3.2 Charts of Categorical Data
- Bar Charts and Pie Charts
- Charts are better than tables for summarizing more than five categories (unless exact counts are needed).
- The two most common displays of a categorical variable are a bar chart and a pie chart.
- Bar Chart
- Uses horizontal or vertical bars to show the distribution of a categorical variable.
- A Pareto chart sorts categories by frequency (popular in quality control).
- Can become cluttered with too many categories.
- Appropriate for ordinal categorical variables.
- Pie Chart
- Shows the distribution of a categorical variable as wedges of a circle.
- Less useful than bar charts for comparing actual counts.
- Good for showing how the whole divides into shares.
3.3 The Area Principle
- The Fundamental Rule for Data Displays
- The area occupied by a part of the graph/chart that displays data should be proportional to the amount of data it represents.
- Charts decorated to attract attention often violate the area principle.
Example 3.2: SELLING SMARTPHONES TO BUSINESSES
- Illustrates market share competition between Apple, Google, and Research in Motion (RIM).
- Shows changes in smartphone sales to businesses from 2010 to 2011.

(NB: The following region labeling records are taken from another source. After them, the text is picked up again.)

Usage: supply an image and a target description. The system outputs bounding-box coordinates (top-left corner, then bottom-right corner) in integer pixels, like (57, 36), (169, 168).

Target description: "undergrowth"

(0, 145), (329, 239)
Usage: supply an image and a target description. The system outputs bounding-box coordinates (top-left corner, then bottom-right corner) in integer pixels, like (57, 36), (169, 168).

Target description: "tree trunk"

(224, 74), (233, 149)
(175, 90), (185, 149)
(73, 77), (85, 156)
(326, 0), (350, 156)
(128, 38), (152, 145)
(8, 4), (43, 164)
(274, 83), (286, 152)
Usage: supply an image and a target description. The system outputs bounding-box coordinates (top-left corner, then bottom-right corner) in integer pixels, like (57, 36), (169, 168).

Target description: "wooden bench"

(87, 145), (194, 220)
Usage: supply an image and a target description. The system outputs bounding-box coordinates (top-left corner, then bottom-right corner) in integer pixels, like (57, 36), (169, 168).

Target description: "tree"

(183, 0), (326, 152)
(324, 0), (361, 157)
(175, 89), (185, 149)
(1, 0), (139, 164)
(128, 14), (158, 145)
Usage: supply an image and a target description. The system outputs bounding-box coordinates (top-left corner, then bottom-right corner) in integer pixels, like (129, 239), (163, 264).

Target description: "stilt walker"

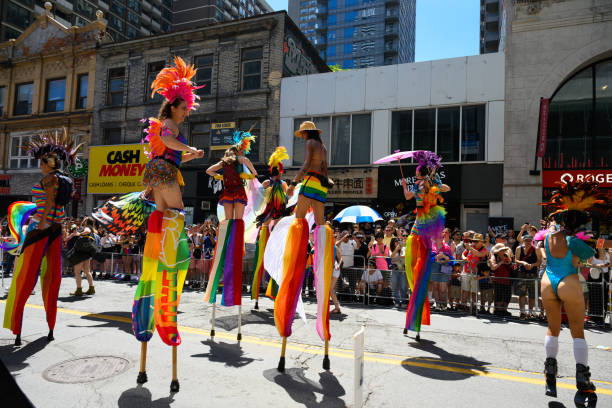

(251, 146), (289, 309)
(2, 128), (82, 346)
(204, 131), (257, 341)
(130, 57), (204, 392)
(402, 150), (450, 341)
(274, 121), (334, 372)
(542, 182), (610, 408)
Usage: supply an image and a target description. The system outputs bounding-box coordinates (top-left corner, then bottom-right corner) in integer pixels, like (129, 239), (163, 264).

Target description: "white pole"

(353, 326), (365, 408)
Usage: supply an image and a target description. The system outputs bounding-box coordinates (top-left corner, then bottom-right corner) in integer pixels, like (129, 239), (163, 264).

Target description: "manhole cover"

(43, 356), (130, 384)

- Blackberry sales grew less than sales of iPhones and Android phones from 2010 to 2011.
- Mode
- Category with the highest frequency.
- The longest bar in a bar chart.
- The widest slice in a pie chart.
- Two or more categories can tie with the highest frequency (bimodal or multimodal).
- Median
- Not appropriate for nominal data.
- Data must be ordinal.
- The category label of the middle observation in ordered data.
Best Practices
- Use a bar chart to show the frequencies of a categorical variable.
- Use a pie chart to show the proportions of a categorical variable.
- Keep the baseline of a bar chart at zero.
- Preserve the ordering of an ordinal variable.
- Respect the area principle.
- Show the best plots to answer the motivating question.
- Label your chart to show the categories and indicate whether some have been combined or omitted.